Critics question Alamance commissioners’ approval of large Saxapahaw developments using wells
Alamance County is adding roads, landfill capacity and utility work near Saxapahaw as critics warn wells and wastewater could not keep pace.

Alamance County commissioners have approved a landfill buffer purchase, a 10-acre landfill expansion and a new water line near Saxapahaw even as critics warn the area’s wells and wastewater systems could be pushed past their limits.
Saxapahaw is an unincorporated community about 10 miles southeast of Graham, and it sits in the Haw River watershed, where water quality and supply have long been sensitive issues. Alamance County Environmental Health permits and inspects drinking-water wells, handles well repairs and abandonment, and samples many wells each year, a reminder that much of the rural area still depends on private or community wells instead of county service.

The political backdrop has been building for more than a year. In December 2024, county commissioners declined to pursue a planning board idea to increase minimum lot sizes in rural unincorporated areas, turning aside a proposal meant to preserve rural character and protect well-and-septic systems. By July 2025, Planning Director Matthew Hoagland told the planning board that Saxapahaw had been added to the Burlington-Graham Metropolitan Planning Organization’s 2050 transportation plan, making the area eligible for NCDOT sidewalk funding and signaling more infrastructure pressure ahead.
The county has also kept investing in the Swepsonville-Saxapahaw corridor.
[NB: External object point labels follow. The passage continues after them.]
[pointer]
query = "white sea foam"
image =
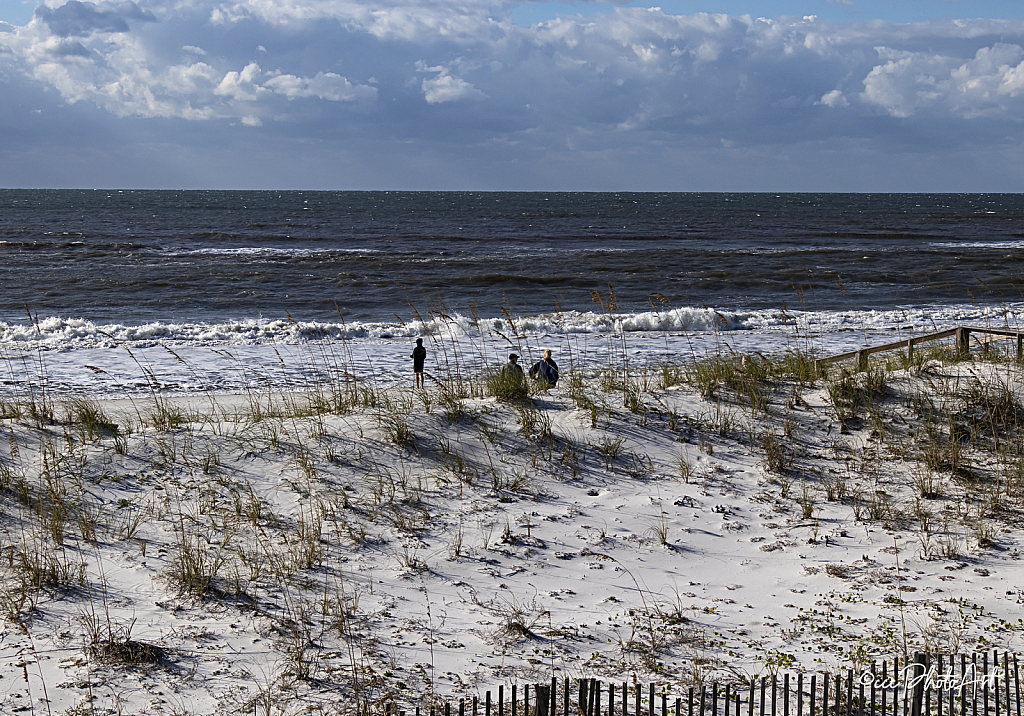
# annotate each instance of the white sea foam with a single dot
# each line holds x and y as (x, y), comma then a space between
(980, 245)
(56, 333)
(268, 251)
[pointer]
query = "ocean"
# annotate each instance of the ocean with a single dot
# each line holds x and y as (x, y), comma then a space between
(119, 293)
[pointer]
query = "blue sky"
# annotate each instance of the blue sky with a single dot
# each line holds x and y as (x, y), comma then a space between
(863, 95)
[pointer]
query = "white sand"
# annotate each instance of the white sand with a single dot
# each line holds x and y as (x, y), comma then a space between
(344, 563)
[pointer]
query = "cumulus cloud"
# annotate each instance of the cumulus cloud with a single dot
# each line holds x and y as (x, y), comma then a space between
(76, 18)
(323, 86)
(444, 87)
(441, 73)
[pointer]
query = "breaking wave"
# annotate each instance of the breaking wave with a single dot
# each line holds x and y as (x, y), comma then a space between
(68, 334)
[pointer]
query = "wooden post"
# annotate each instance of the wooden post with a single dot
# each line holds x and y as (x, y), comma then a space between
(542, 693)
(918, 696)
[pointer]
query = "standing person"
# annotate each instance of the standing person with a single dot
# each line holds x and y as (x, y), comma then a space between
(546, 369)
(512, 368)
(419, 355)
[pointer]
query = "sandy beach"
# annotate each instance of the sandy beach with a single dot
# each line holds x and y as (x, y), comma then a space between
(358, 546)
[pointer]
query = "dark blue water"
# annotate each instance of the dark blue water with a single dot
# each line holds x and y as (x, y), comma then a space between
(137, 257)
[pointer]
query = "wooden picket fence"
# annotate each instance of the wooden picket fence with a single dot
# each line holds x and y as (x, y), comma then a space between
(926, 685)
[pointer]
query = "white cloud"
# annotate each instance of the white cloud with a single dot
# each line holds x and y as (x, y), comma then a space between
(835, 99)
(323, 86)
(444, 87)
(400, 72)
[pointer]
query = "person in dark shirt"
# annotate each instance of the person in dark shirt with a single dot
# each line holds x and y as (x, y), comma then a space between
(545, 370)
(419, 355)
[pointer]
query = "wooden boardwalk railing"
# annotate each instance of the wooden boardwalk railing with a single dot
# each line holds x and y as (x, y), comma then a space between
(926, 685)
(962, 333)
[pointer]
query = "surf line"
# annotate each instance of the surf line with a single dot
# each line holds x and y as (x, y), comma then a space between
(908, 678)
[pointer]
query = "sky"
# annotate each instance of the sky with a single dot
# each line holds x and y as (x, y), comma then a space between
(777, 95)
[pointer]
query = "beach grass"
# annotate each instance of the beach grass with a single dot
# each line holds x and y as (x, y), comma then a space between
(359, 540)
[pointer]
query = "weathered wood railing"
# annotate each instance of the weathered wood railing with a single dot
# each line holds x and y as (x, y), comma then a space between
(963, 341)
(925, 685)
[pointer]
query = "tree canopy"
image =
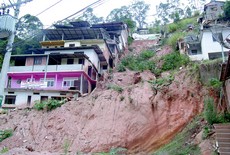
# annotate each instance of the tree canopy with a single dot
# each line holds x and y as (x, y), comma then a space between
(89, 16)
(28, 26)
(136, 12)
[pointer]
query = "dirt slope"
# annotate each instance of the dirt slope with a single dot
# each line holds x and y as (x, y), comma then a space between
(138, 118)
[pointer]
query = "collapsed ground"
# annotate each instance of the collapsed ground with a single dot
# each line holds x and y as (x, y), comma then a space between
(136, 110)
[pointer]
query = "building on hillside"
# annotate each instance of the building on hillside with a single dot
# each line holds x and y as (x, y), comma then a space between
(213, 10)
(53, 73)
(68, 64)
(225, 78)
(118, 32)
(212, 42)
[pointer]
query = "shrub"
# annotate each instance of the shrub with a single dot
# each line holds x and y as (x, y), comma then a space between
(215, 83)
(210, 112)
(172, 40)
(48, 105)
(5, 134)
(138, 63)
(115, 88)
(173, 27)
(121, 68)
(53, 104)
(4, 150)
(174, 60)
(130, 40)
(39, 105)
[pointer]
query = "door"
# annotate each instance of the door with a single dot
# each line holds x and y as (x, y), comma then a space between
(28, 100)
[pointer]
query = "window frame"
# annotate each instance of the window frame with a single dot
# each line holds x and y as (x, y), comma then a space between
(70, 82)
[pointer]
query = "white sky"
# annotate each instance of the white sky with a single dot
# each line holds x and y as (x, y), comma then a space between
(68, 7)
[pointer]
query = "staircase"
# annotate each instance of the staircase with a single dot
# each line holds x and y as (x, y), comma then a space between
(223, 138)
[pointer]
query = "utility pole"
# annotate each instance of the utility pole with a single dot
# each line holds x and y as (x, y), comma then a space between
(9, 47)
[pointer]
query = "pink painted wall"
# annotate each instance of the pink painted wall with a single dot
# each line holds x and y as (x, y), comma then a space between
(58, 78)
(29, 61)
(227, 85)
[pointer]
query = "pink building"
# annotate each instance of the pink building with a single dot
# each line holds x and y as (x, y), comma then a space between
(68, 64)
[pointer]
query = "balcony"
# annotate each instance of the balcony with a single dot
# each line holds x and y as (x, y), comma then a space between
(50, 68)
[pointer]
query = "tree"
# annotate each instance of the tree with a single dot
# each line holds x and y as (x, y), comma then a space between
(139, 10)
(28, 26)
(119, 14)
(227, 10)
(89, 16)
(170, 10)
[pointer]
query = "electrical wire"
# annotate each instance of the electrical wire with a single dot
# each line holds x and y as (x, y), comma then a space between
(48, 8)
(98, 2)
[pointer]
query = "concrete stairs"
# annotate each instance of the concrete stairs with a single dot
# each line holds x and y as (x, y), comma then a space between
(223, 138)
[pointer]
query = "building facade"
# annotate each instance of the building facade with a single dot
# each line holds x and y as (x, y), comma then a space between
(68, 64)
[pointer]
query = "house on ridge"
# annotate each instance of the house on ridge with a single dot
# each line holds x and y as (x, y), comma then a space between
(68, 64)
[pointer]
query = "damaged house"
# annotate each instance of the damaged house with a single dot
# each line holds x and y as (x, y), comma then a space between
(68, 64)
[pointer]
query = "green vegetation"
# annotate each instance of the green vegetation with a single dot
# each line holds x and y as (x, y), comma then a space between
(174, 60)
(206, 131)
(4, 150)
(227, 9)
(162, 81)
(211, 114)
(48, 105)
(115, 88)
(114, 151)
(5, 134)
(138, 63)
(181, 144)
(215, 84)
(66, 146)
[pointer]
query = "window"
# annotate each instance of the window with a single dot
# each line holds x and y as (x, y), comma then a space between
(217, 37)
(70, 61)
(81, 61)
(30, 80)
(104, 67)
(71, 45)
(37, 60)
(194, 52)
(69, 82)
(10, 99)
(214, 8)
(50, 82)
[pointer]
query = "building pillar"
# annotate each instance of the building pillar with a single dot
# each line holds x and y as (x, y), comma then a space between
(81, 84)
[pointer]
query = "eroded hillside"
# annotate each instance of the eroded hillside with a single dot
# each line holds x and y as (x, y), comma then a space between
(125, 111)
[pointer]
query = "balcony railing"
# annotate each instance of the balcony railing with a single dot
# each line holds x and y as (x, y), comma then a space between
(42, 68)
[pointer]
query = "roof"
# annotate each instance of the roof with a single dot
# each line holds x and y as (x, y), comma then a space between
(75, 33)
(80, 24)
(213, 3)
(41, 51)
(225, 70)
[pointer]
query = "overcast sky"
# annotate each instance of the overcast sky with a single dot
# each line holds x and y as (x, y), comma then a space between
(68, 7)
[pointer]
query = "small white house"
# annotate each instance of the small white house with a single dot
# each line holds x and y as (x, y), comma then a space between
(210, 46)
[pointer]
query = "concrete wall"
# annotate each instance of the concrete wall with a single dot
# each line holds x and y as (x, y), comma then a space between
(227, 86)
(210, 46)
(22, 97)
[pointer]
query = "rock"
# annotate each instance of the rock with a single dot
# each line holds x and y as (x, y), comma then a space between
(136, 78)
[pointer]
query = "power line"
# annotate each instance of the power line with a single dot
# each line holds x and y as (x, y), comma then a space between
(94, 5)
(49, 8)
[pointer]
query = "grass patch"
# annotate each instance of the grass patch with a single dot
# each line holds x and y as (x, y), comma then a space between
(48, 105)
(4, 150)
(5, 134)
(212, 115)
(115, 88)
(181, 144)
(174, 60)
(140, 62)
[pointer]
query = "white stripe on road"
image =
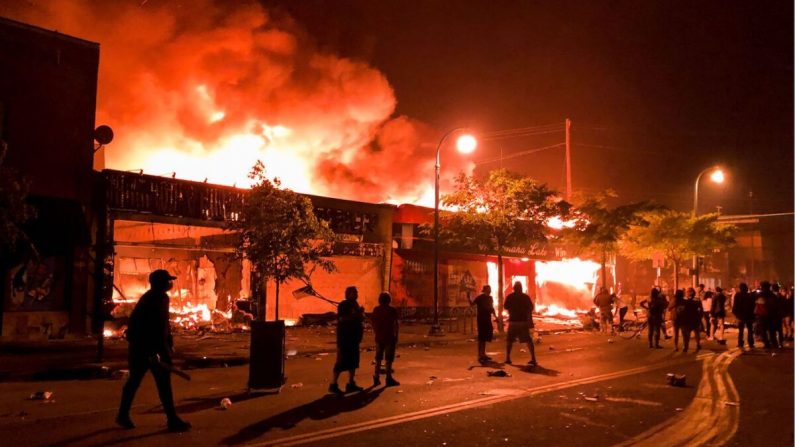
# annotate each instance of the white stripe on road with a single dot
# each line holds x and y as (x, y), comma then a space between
(708, 420)
(461, 406)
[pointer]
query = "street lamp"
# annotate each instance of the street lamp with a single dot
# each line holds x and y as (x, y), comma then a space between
(717, 176)
(466, 144)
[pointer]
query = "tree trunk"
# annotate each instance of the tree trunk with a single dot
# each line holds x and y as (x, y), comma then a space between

Commissioners bought property at 3410 Swepsonville-Saxapahaw Road for $79,684 to buffer the county landfill, then voted 5-0 to add 10 acres to the landfill and authorized drawing nearly $7.4 million from landfill reserves for improvements. In March 2026, the county sought engineering services for about 4,500 linear feet of 4-inch water line to serve six residences along Swepsonville-Saxapahaw Road, another sign that public utility needs are creeping outward in the same area.
At the same time, the Saxapahaw wastewater treatment plant has remained under scrutiny. The plant, operated by B. Everett Jordan & Son-1927 LLC under NPDES permit NC0042528, discharges treated domestic wastewater to the Haw River in the Cape Fear River Basin. In April 2026, Haw River Assembly said it had detected high levels of fecal bacteria from the plant during sampling since the start of 2026.
Haw River Assembly, founded in 1982 to protect and restore the Haw River and Jordan Lake, says the watershed covers eight counties and 920 miles of streams. That scale is why the debate around Saxapahaw is no longer just about one rural community. It is about whether Alamance County is approving growth faster than it can prove the water will stay safe, the wells will keep producing, and the costs will not fall on nearby neighbors.